Dieser Herzog ist für Werder wohl tatsächlich unverzichtbar – und war im Duell der Spielmacher klarer Sieger gegen Jungstar Sebastian Deissler auf Berliner Seite. Der mühte sich zwar redlich, erarbeitete sich auch die eine oder andere Chance, aber mehr als Fleißkärtchen und einen Freistoß an den Pfosten konnte Deissler nicht für sich verbuchen. Die spielentscheidenden Impulse gingen von Herzog aus.

Gleich in der 8. Minute zum Beipiel, als Herzog beim Eckball ganz selbstlos den besser postierten Banovic mit einem kurzen Zuspiel bediente. Der flankte butterweich in den Strafraum, wo Pizarro Berlins Nationalspieler Marco Rehmer wie einen Anfänger stehen ließ und zum 1:0 einköpfte.

Wie in der 65. Minute, als Herzog mit seinem x-ten Zuckerpass zum x-ten Mal Ailton auf die Reise in Richtung Hertha-Tor schickte, der zum x-ten Mal am glänzenden Berliner Keeper Gabor Kiraly scheiterte, dafür aber wiederum Pizarro den Abpraller technisch brillant über den verzweifelt sich reckenden Sverisson zur erneuten Werder-Führung ins Tor löffelte.

Es war das Spiel des Werder-Spielmachers und seiner Vorderleute.

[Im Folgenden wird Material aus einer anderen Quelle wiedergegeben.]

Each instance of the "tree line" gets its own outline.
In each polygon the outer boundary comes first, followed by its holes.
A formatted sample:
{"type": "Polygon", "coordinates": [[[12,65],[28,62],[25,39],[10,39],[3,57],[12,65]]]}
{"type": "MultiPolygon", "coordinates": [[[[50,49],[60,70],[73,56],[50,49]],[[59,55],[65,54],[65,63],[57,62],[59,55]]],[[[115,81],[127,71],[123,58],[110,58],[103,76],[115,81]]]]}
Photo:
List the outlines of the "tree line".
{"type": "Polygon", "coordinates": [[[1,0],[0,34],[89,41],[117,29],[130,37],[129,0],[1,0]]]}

Die Hertha hätte sich nicht beschweren dürfen, hätte sie bereits in der ersten Halbzeit vier Tore kassiert. So häufig tauchte allein Ailton immer wieder frei vor Kiraly auf, dazu auch mal Pizarro, Stalteri oder Frings. Allein: Sie trafen nicht.

Hertha-Coach Jürgen Röber hatte ganz auf Offensive gesetzt und seine beiden Defensivkräfte van Burik und Sverisson ohne Absicherung gegen Pizarro und Ailton spielen lassen. Und sie damit von einer Verlegenheit in die andere gestürzt. Denn in den Griff bekamen sie die Bremer Offensive nie. Die Berliner Niederlage geht zu einem Gutteil auf Röbers Kappe.

Die Hertha konnte nämlich aus ihrem Übergewicht im Mittelfeld nie zählbares Kapital schlagen. Dazu stand die Bremer Defensive mit dem überragenden Krstajic und den zuverlässigen Baumann und Eilts wiederum viel zu sicher. Und auf den Flügeln war gegen Frings und Stalteri kaum ein Durchkommen. Nur Bremens Routinier Verlaat patzte ab und an. Und so war es auch kein Wunder, dass der Berliner Ausgleichstreffer durch Schmidt genau nach so einer Fehlleistung des Holländers gelang. Die spielerische Überlegenheit und damit auch die meisten herausgespielten Chancen hatten aber die Bremer – vor allem dank Andreas Herzog.